Nature-lover that he was, Francis delighted, too, in helping his children pick blueberries for pancakes from the woods around the family house. An expert mushroom hunter, he taught his youngsters and his Vineyard friends what a safe-to-eat chicken of the woods mushroom looked like. And when any were found, he happily sautéed them the French way, in butter, and served them with crunchy French bread from Humphrey’s Bakery that was then in North Tisbury. Francis built a telescope to see the stars and, on clear nights, would point out the moons of Jupiter and the rings of Saturn to his children, Suzanne and Jeanne and Marc. On starry nights, with still no light pollution in the Vineyard sky, West Tisbury neighbors would come to look as well.

Racing on Menemsha Pond with Milton Mazer in Milton’s sloop, the Lark, was another Vineyard passion for Francis. And there were treasured quiet times, when Francis Chinard, an inveterate reader, would take a French novel or a Greek classic or a volume of history from the pile of books that was always on his bedside table, and happily delve into one of them. Music often emanated from the Chinard house, too. As a young man, Francis had seriously studied the piano. Sometimes it was a Rachmaninoff record that was playing, or it might be Thelonious Monk or Tom Lehrer.

Professionally, between 1946 and 1968, Dr. Chinard held academic and hospital appointments at the Rockefeller University, where he was named a Markel Scholar in 1949, as well as at the schools of medicine at Johns Hopkins, McGill and NYU.

He served on the New Jersey Medical School faculty from 1968, when he was recruited as Chair of Medicine, until his retirement in 1997, at which time he was named Distinguished Emeritus Professor of Research Medicine and Physiology for the school.

As well as teaching medicine, his research was supported by generous grants for his clinical studies in renal and pulmonary physiology, cellular transport mechanisms, free radicals and more. He authored over 130 publications and served on several editorial boards. Among the numerous awards and recognition of his work, he received the Eugene Landis Award of the Microcirculatory Society in 1978 and the Osler Humanitarian Award in 1991. He was a member of the Century Club of New York.
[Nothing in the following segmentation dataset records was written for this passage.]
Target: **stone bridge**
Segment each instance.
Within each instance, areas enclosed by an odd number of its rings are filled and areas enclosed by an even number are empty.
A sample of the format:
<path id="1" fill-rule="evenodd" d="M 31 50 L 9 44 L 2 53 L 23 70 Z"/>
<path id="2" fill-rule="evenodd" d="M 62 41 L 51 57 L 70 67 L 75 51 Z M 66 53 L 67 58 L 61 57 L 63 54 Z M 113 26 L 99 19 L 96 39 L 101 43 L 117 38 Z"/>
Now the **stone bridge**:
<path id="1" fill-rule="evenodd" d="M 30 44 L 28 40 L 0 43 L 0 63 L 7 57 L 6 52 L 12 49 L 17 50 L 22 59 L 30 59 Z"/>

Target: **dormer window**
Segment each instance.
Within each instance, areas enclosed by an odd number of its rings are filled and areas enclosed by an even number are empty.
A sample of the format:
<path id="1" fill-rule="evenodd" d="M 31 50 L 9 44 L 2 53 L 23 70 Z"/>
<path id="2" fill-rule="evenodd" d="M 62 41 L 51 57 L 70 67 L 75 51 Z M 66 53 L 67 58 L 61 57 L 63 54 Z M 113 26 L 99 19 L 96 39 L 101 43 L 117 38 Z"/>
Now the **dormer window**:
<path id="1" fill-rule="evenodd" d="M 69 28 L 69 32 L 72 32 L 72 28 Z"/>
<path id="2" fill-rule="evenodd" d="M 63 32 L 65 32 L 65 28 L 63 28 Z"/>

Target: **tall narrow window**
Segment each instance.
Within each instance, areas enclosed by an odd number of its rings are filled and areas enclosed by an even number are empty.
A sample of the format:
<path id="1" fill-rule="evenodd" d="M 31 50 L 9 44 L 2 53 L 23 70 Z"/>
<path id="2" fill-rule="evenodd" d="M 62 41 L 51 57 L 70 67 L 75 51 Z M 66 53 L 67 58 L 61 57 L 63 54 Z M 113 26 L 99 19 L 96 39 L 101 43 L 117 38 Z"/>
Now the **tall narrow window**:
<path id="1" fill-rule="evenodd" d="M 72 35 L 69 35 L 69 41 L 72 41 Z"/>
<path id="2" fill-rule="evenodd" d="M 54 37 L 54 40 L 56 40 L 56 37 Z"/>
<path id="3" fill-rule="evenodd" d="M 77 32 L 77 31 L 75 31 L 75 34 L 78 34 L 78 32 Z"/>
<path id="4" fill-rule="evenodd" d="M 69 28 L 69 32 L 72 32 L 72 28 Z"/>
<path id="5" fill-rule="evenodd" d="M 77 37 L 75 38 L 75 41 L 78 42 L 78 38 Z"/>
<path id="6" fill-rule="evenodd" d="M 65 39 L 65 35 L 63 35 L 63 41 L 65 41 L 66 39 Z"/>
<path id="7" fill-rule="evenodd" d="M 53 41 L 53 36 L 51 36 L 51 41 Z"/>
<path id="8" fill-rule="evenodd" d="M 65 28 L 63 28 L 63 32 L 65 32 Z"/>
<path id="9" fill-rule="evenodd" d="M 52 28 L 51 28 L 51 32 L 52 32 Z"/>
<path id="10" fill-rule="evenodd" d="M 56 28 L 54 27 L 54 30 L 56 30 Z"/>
Francis Chinard was nearly as renowned among family, friends and colleagues for his devotion to books and reading as he was for his medical expertise. In 2006, on his 88th birthday, the George F. Smith Library of the Health Sciences at the New Jersey College of Medicine and Dentistry dedicated the Francis P. Chinard Humanities Collection to him, at his direction made up of works of history, literature and philosophy.

Dr. Chinard’s strongly held belief was that “medicine functions best as an interaction between a physician and a patient and less completely as an interaction between physicians and diseases. This singularity serves to distinguish medicine from other sciences — the human element cannot be ignored. For that reason, medicine has deep roots in its history and in the cultures and civilizations, which have fostered its development. Medicine does not exist in a void. Without its historical and social roots, medicine would be lost as a human endeavor.”

But through all of his distinguished service, the Vineyard was always there.

“The Vineyard,” his daughter Jeanne recalled, “was our father’s sanctuary, his journey back to the wonders of the natural world, his reconnection with his closest friends. I think he will always be on the Island, sitting on the beach at Menemsha, surrounded by friends and family, with a cap and a pipe and, of course, reading a good book.”

He is survived by his wife Josephine, of Montclair; and his children, Suzanne and Jeanne of New York, and Marc of Portland, Ore.; his daughter in law Philippa Kaplan of Portland; and his grandchildren, Kyla Kaplan-Chinard of Portland, and Jac F. Mullen of New York.

Contributions in his memory may be made to Doctors Without Borders or Martha’s Vineyard Community Services.